Recuperating the “art of dying” means embracing community, she suggests, and Dugdale devotes a chapter to it in the book. The harbinger of death “can create an opportunity for reconciliation that might not otherwise be possible,” but as she argues in the book, that’s not the time to start forming a community. “Relationship building as well as the preparation for death were meant to take place over the course of a lifetime,” she explained. “Community helps us clarify our sense of self and what we value most. … Community can also encourage us to invest further in what we value.” If Socrates was right that an “unexamined life is not worth living,” then perhaps Dugdale is right to claim creating community constructs the conditions for a meaningful life, just as it does for a decent death. “Communities also aid in making sense of life’s big questions of meaning and purpose,” as she urges us to grasp. They’re a fount of untapped wisdom and perhaps the basis for destigmatizing contentious, controversial subject matter.

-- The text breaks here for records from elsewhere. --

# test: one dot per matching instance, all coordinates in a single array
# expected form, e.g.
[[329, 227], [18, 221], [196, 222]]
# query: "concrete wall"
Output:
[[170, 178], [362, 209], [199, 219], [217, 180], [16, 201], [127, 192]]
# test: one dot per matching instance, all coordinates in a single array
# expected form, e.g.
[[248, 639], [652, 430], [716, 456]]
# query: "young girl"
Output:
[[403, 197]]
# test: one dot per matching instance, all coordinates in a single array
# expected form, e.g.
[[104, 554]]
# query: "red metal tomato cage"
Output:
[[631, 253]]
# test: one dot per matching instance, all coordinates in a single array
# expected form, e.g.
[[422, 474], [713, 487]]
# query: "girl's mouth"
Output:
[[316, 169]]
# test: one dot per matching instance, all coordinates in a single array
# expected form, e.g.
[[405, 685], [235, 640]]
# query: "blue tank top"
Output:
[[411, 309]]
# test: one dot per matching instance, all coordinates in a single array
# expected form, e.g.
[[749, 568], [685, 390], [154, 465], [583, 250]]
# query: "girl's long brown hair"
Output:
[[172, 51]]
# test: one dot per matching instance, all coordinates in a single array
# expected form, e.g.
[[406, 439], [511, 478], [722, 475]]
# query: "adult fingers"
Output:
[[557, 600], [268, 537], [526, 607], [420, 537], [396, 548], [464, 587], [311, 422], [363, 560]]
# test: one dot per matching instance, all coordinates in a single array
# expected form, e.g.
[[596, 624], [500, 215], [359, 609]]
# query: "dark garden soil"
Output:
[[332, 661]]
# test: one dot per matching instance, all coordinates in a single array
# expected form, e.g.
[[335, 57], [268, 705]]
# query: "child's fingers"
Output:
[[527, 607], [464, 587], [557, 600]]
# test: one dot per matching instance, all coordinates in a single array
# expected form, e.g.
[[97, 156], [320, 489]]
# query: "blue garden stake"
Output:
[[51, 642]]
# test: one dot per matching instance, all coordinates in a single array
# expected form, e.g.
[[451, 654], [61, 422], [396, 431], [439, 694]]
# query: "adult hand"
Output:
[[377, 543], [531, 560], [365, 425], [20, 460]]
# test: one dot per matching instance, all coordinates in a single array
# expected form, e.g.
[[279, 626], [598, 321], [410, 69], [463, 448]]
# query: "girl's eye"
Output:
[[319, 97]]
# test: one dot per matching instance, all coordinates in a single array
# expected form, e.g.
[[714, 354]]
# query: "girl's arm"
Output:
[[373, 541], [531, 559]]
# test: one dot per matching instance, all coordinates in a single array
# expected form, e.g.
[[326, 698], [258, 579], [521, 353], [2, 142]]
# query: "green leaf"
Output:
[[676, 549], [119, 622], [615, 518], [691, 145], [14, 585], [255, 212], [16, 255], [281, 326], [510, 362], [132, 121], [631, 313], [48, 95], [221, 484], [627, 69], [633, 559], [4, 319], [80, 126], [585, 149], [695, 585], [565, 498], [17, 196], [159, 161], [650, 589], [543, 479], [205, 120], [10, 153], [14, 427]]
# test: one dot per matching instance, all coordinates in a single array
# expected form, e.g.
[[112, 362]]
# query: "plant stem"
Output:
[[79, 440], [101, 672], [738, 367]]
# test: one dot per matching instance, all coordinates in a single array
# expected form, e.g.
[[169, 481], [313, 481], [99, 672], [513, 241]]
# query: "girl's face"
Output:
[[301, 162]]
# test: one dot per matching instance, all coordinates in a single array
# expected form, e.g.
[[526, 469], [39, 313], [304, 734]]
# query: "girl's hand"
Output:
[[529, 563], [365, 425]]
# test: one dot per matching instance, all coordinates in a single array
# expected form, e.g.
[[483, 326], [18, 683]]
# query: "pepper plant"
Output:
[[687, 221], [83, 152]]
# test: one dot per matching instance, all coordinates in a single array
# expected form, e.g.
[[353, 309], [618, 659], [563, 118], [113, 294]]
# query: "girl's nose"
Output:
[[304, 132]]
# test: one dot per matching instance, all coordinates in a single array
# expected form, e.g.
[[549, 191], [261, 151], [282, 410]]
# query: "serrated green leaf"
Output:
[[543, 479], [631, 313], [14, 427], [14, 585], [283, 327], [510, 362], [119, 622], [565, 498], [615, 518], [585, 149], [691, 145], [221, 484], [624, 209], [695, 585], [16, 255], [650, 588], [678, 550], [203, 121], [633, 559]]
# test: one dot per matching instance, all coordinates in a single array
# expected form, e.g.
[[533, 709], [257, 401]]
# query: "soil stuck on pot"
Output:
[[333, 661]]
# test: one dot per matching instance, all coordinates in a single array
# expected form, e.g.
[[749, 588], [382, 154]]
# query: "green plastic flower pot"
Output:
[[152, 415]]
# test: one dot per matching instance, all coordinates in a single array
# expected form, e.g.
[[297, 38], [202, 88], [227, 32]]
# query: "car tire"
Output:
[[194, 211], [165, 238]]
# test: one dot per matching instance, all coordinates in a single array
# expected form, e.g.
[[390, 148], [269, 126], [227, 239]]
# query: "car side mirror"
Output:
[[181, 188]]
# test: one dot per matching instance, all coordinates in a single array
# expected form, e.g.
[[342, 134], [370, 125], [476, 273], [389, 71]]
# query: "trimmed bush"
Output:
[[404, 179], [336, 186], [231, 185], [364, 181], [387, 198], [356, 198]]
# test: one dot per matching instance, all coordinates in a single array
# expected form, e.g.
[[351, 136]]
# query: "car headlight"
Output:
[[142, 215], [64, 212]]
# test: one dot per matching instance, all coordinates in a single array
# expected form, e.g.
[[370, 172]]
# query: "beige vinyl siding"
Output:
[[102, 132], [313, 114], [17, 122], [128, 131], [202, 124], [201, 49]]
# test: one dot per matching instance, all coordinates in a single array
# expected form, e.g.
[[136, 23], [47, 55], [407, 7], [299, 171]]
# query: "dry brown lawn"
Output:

Communities are the precondition for the mutually affording exercise of individual and collective agency. The best ones broaden the horizon of possibility such that the freedom to both live and die with dignity, buoyed by the care of others, begins to displace whatever value might be realized by opting out of life for political reasons. They remind us that all deaths are political, as are the contexts in which they occur. Just maybe, they can help make politically motivated self-immolation and similarly desperate acts irrelevant by revealing the mutability of the circumstances in which they have previously occurred. They can then inform how, and with what values, we organize those contexts—provided the communities are characterized by a reverence for the value of autonomous choice in the most personal of matters. Minus that, suicide, be it overtly political or otherwise, remains too commonplace and a distressingly comprehensible response.
About a decade before she left this world and probably unbeknownst to her, Faulkner shared advice for crafting the kind of communities capable of vindicating that value and revivifying the “art of dying,” as it were. “Trust yourself,” she advised. “Stay true to who you are. Be courageous in love. Recognise it is not easy, passive or cheap but our greatest opportunity and ultimate gift.”